Workflow Logic Code in the Snakefile

Workflow Logic Code in the Snakefile#

In snakemake all workflow logic is centralized in the so-called snakefile, similar to a make file. All analysis code is detached in separate scripts, with minimal adaptations to accommodate them in the workflow logic. Snakemake supports multiple programming languages; we will stick to Python.

Processing steps in a snakemake workflow are called rules, written in a simple Python-based language and typically consist of input: files, output: files and a directive to create the latter.
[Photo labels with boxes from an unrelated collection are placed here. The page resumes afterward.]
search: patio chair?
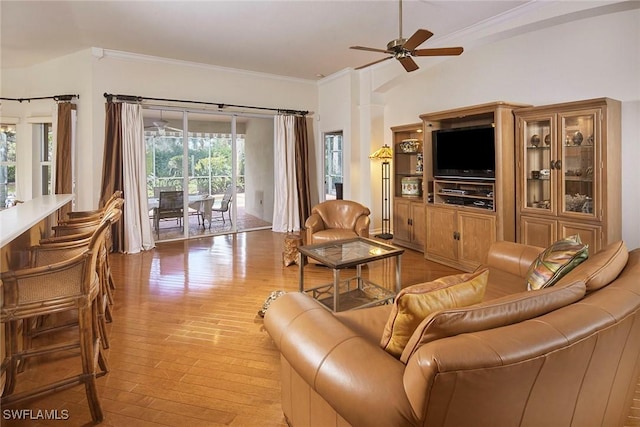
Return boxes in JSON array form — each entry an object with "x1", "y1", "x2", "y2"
[
  {"x1": 153, "y1": 190, "x2": 184, "y2": 237},
  {"x1": 211, "y1": 187, "x2": 233, "y2": 226}
]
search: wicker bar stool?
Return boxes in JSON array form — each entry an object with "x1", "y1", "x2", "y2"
[
  {"x1": 24, "y1": 208, "x2": 122, "y2": 349},
  {"x1": 61, "y1": 190, "x2": 122, "y2": 223},
  {"x1": 0, "y1": 216, "x2": 111, "y2": 422}
]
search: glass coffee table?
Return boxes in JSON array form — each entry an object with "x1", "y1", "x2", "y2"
[{"x1": 298, "y1": 237, "x2": 404, "y2": 311}]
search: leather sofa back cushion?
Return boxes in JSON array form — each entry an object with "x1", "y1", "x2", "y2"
[
  {"x1": 380, "y1": 269, "x2": 489, "y2": 358},
  {"x1": 556, "y1": 240, "x2": 629, "y2": 293},
  {"x1": 400, "y1": 281, "x2": 585, "y2": 364},
  {"x1": 527, "y1": 235, "x2": 589, "y2": 291}
]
Available directives are shell: commands, python code in run: or a script: path. Let us examine the snakefile for our Belle II workflow.

Listing 3.7 snakefile#

configfile: "config.yaml"

workdir: config["outputDirectory"]

localrules: OfflineAnalysis, MergeEventType, MergeBatch, BatchToTextFile, Skim, SetProxy #only Reconstruction on bsub cluster
    
from extravariables import outputfile, runningOnMC
import numpy as np
import hashlib

rule OfflineAnalysis:
    input:
        data_BB = "data/projectName_bmesons/reco.root",
        data_QQ = "data/projectName_qqcontinuum/reco.root"
        
    output:
        mbc_plot = "Mbc.jpg",
        deltaE_plot = "deltaE.jpg"
    
    script:
        "offlineanalysis.py"
      
def PathDictionary(wildcards): #match gbasf2 dataset paths to output file paths
    Paths = dict()
    for i,skim in enumerate(open(f"{workflow.basedir}/../{wildcards.EventType}skims.dat",'r').read().splitlines()):
        Paths.update({skim:f"Reconstruction/projectName_{wildcards.EventType}/skim_{i}/reco.root"})
    return Paths

rule MergeEventType:
    input:
        unpack(PathDictionary)
        
    output:
        "data/projectName_{EventType}/reco.root"
        
    shell:
        "hadd {output} {input}" #for merging nTuples
        
rule MergeBatch:
    input:
        expand("Reconstruction/projectName_{EventType}/skim_{skim}/reco_batch{batch}.root",\
               batch=np.arange(config["BatchesPerSkim"]), allow_missing=True)
        
    output:
        "Reconstruction/projectName_{EventType}/skim_{skim}/reco.root"
        
    shell:
        "hadd {output} {input}" #for merging nTuples
        
rule ReconstructBatch:
    input:
        inputfileList = "Skim/projectName_{EventType}/skim_{skim}/batch{batch}.json"
        
    params:
        runningOnMC = runningOnMC
    
    log:
        "Reconstruction/projectName_{EventType}/skim_{skim}/batch{batch}_log.dat"
        
    output:
        "Reconstruction/projectName_{EventType}/skim_{skim}/reco_batch{batch}.root"
        
    script:
        "reconstruction.py"

rule BatchToTextFile:
    input:
        skim_dirs = "Skim/projectName_{EventType}/skim_{skim}/skimslist.dat"
        
    output:
        expand("Skim/projectName_{EventType}/skim_{skim}/batch{batch}.json",\
               batch=np.arange(config["BatchesPerSkim"]),allow_missing=True)
        
    params:
        BatchesPerSkim = config["BatchesPerSkim"]
        
    script:
        "batchToTxt.py"
        
rule Skim:
    input:
        proxy_text_file = "proxy.dat"
    params:
        steeringfile = f"{workflow.basedir}/skim.py",
        sandbox_input_files = ["extravariables.py"],
        gbasf2_dataset = lambda wildcards: list(PathDictionary(wildcards).keys())[int(wildcards.skim)],
        release = str(subprocess.check_output(["b2help-releases"]).strip(),'utf-8'),
        maxretries = int(config["gbasf2_max_retries"]),
        gbasf2_download_logs = bool(config["gbasf2_download_logs"]),
        gbasf2_min_proxy_lifetime = config["gbasf2_min_proxy_lifetime"],
        gbasf2_proxy_lifetime = config["gbasf2_proxy_lifetime"],
        gbasf2_output_file_name = outputfile,
        gbasf2_project_name_prefix = lambda wildcards: wildcards.EventType
    output:
        output_filelist = "Skim/projectName_{EventType}/skim_{skim}/skimslist.dat"
    wrapper:
        "file:/path/to/gbasf2_wrapper_for_snakemake"
        
rule SetProxy:
    params:
        setProxy = True
    output:
        proxy_text_file = temp("proxy.dat")
    wrapper:
        "file:/path/to/gbasf2_wrapper_for_snakemake"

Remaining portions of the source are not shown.